Джонстаун, где он работает, находится в 130 км от Питтсбурга, где живет его семья. Кстати, жена, Марина, нынче один из крупнейших в мире специалистов по механике крови, ее лаборатория в Питтсбургском университете работает над кровезаместителями и другими проблемами, связанными с кровью. Сын Александр специалист по компьютерам, дочь Юля – талантливый художник, ее иллюстрации к книгам отца заслуживают отдельного разговора. Живя подолгу вдали от дома, Борис, кроме основного занятия математикой, делит свое уединение с Природой, Словом, Музыкой.
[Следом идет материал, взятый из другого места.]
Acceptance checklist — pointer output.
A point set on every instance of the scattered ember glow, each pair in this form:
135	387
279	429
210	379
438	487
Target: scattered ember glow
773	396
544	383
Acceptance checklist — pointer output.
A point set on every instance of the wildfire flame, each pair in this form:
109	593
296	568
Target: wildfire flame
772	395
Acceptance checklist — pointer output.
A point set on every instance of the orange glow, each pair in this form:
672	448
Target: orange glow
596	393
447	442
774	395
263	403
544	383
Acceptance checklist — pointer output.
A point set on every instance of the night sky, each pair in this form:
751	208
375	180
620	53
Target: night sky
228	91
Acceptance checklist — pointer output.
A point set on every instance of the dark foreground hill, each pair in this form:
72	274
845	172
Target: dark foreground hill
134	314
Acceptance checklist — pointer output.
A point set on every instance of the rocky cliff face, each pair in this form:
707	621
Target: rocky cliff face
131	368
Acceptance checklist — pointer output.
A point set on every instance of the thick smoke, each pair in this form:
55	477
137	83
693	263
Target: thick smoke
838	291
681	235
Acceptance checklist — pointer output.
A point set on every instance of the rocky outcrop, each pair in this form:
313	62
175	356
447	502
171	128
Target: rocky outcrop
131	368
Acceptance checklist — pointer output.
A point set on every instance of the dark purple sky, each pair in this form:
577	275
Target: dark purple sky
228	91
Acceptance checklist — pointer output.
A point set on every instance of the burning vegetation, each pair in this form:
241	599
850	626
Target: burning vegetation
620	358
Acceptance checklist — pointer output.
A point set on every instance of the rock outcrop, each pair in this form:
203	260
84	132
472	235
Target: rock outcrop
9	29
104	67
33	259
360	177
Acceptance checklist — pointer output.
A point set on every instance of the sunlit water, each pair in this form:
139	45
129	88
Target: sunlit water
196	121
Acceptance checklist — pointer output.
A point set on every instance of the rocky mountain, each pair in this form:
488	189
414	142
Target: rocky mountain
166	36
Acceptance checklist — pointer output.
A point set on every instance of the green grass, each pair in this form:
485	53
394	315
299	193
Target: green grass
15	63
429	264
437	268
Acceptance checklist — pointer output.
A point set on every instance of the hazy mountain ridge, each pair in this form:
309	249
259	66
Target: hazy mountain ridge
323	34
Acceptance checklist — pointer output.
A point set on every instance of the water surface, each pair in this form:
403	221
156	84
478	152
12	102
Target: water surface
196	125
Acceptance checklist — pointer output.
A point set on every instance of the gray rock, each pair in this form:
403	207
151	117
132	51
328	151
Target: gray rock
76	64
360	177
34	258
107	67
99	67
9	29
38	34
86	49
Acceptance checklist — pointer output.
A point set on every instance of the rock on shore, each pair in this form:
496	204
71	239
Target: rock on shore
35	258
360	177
У него есть своя просека в лесу за кампусом, за ней холм Рахили и необыкновенный вид на долины и горы – оттуда как грибник, почти никогда не возвращается с пустым лукошком, а думы, бывает, уводят далеко-далеко. Вот привиделась Армения ("Сколько спутано карт…- / По дороге в Гехарт/ Тонет в маках отчаянье Наше…/ Сколько встретилось вер/ В сводах этих пещер/ Под молитвы и запах лаваша./…Ереван, Ереван…Королевство нирван.-/ Запах камня начален и вечен…/ Вот душу снова увело, пронзила тоска, накатила нежность:
К Тебе примчаться
Налегке –
Так просто,
На мгновениье…
Моя рука
В Твоей руке –
Уже стихотворенье…
Примчаться будто
В первый раз
Неведомо откуда –
Простая встреча наших
Глаз
Уже огонь и чудо…
Примчаться,
Крылья не беречь…
Отчаянье и мука…
Ведь в каждом миге
Наших встреч
Уже болит
Разлука…
Музыка наполняет его жизнь. Он и сам импровизирует на фортепиано или клавесине, и часто при этом слетаются слова, складываются в стихотворные размеры.
Проходит некоторое время, и Борис снова удивляет.
Помните картину русского художника Михаила Врубеля к опере Римского-Корсакова "Моцарт и Сальери" на текст Пушкина? Темный венский трактир. Оба сидят за столом. Моцарт отвернулся и правой рукой касается клавиш фортепиано, а левой тянется к бокалу, в который его сотрапезник и друг Сальери подливает яд. До Пушкина о коварстве Сальери ходили только слухи и сплетни. Пушкин создал и увековечил легенду об отравлении Моцарта. Зачем он это сделал? По радио "Свобода" на эту тему прошла серия передач автора и ведущего Марио Корти. При чем тут Борис Кушнер? А при том, что он, поэт и профессор математики, провел и опубликовал свое историко-публистическое исследование под названием "В защиту Антонио Сальери", которое и пришло с очередной его бандеролью. Глубочайшая, на мой взгляд, работа, в которой научная строгость сочетается с увлекательностью сюжета и в результате убедительно развенчивается "клевета длиной в 200 лет". Борис Кушнер с радостью убеждается и убеждает читателя, что несправедливо оболганный Антонио Сальери, тонкий музыкант, композитор и великий учитель был "прекрасной и светлой артистической личностью."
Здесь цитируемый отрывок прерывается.